MIKE ZEISBERGER, QMI Agency

, Last Updated: 5:35 PM ET

The nauseating sight of a concussed Marc Savard being carried off the ice on a stretcher Sunday will add even more controversy to the head shot debate when NHL general managers begin their annual three-day meetings in Florida on Monday.

With head shots already at the top of the GMs’ agenda, incidents involving the Boston Bruins’ Savard and the Toronto Maple Leafs’ John Mitchell this past weekend certainly pours fuel on this heated issue.

Having just released the puck, Savard was nailed in the head by the Pittsburgh Penguins’ Matt Cooke late in Pittsburgh’s 2-1 victory.

“I knew he had just taken a shot. I was just finishing my check,” Cooke told reporters afterward, claiming he used his shoulder.

Although no penalty was called on the play, Bruins coach Claude Julien felt Cooke threw an elbow and called for a suspension for “a classic blindside hit to the head.”

Savard’s teammate Patrice Bergeron, whose career was almost ended by a hit-from-behind, said he was “sick to my stomach to see that.”

There already are calls for Cooke’s suspension, especially since he received a two game banishment earlier this season after throwing a flying elbow on Artem Anisimov.

Savard remained behind in Pittsburgh with a team trainer Sunday night while the team flew to Toronto for Tuesday’s game with the Leafs.

In Mitchell’s case, his head was down when he was crunched in the head by the shoulder of Ottawa’s Chris Neil Saturday.
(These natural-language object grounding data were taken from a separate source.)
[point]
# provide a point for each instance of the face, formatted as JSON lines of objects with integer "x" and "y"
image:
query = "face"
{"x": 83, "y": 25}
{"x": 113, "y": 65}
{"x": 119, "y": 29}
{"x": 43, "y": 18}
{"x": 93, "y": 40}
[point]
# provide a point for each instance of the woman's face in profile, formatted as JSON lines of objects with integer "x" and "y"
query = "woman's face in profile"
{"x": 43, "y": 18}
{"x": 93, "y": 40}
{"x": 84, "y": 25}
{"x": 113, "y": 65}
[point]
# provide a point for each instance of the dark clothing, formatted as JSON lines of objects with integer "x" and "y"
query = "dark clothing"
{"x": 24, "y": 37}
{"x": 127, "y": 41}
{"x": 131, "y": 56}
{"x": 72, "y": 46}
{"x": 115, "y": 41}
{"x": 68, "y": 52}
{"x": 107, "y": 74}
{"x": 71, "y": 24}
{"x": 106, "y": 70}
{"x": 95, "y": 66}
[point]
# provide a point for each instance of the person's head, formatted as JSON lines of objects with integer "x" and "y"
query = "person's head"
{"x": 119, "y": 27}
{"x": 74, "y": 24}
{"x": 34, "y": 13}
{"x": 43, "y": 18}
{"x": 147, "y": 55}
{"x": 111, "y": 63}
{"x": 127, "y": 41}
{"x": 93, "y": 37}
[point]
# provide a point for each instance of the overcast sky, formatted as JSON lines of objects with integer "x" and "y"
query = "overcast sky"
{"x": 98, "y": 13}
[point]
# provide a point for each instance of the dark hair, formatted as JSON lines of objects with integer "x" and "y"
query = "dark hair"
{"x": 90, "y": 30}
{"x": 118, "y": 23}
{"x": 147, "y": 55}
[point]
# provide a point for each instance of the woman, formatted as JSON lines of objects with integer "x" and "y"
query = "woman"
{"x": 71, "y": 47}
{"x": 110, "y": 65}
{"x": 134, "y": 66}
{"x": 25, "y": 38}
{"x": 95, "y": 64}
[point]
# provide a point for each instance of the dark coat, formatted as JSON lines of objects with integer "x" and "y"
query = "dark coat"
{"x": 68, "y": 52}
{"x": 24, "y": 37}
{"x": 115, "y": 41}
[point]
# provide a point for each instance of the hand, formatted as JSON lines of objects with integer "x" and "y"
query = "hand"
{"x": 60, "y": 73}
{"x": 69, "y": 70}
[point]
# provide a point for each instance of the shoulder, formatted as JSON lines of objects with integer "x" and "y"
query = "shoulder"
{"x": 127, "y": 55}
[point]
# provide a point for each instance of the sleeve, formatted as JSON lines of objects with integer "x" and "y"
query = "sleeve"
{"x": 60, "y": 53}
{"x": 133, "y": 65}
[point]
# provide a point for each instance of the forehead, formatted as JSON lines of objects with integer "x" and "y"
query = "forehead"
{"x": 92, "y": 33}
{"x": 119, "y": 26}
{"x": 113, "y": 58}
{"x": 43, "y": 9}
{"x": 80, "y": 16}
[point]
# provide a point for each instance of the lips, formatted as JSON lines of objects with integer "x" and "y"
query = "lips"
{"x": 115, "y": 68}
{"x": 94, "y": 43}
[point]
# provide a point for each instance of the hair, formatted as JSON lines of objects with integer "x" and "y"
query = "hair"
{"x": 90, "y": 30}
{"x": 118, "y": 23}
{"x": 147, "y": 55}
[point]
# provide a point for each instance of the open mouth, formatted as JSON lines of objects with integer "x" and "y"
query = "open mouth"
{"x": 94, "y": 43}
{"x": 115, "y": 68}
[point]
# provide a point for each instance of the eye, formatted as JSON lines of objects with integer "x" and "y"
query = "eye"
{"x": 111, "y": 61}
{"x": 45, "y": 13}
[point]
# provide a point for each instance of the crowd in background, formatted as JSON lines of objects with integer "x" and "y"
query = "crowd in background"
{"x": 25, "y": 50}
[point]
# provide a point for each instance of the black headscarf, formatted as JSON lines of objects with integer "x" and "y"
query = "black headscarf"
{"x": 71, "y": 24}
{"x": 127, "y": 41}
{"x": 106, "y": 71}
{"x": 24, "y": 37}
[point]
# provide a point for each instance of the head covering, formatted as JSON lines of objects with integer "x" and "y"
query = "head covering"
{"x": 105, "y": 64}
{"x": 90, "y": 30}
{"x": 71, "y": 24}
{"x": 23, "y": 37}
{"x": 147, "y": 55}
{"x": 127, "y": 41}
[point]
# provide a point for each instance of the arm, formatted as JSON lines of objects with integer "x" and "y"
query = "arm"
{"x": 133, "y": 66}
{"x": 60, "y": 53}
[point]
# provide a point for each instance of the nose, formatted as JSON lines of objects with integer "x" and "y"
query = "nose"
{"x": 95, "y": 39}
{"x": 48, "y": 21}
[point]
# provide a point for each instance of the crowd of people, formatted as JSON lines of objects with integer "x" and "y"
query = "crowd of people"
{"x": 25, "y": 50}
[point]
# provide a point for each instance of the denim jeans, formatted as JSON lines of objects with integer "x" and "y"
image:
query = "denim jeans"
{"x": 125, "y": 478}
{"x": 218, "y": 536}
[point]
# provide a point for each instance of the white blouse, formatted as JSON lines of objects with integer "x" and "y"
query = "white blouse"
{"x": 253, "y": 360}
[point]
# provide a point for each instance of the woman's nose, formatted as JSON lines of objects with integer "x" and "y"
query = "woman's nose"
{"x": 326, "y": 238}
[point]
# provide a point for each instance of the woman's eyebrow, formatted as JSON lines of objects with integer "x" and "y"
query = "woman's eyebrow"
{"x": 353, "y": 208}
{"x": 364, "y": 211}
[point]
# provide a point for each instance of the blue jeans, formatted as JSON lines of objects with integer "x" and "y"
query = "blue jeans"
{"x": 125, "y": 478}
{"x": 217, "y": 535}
Mitchell left the game, but was back in the Leafs lineup for Sunday night’s contest in Philadelphia.

“Head shots definitely should be addressed,” Mitchell told the Toronto Sun’s Rob Longley on Sunday.

“I put myself in a vulnerable position but (Neil) had plenty of my body to hit rather than hit me in the head. Obviously he’s a physical guy who wants to hit people but do it in a clean fashion. I think he has been known to hit guys in the head a little bit.

“(Just) try and hit the body a little more. Or shoulder to shoulder. It’s a lot better than to somebody’s face.”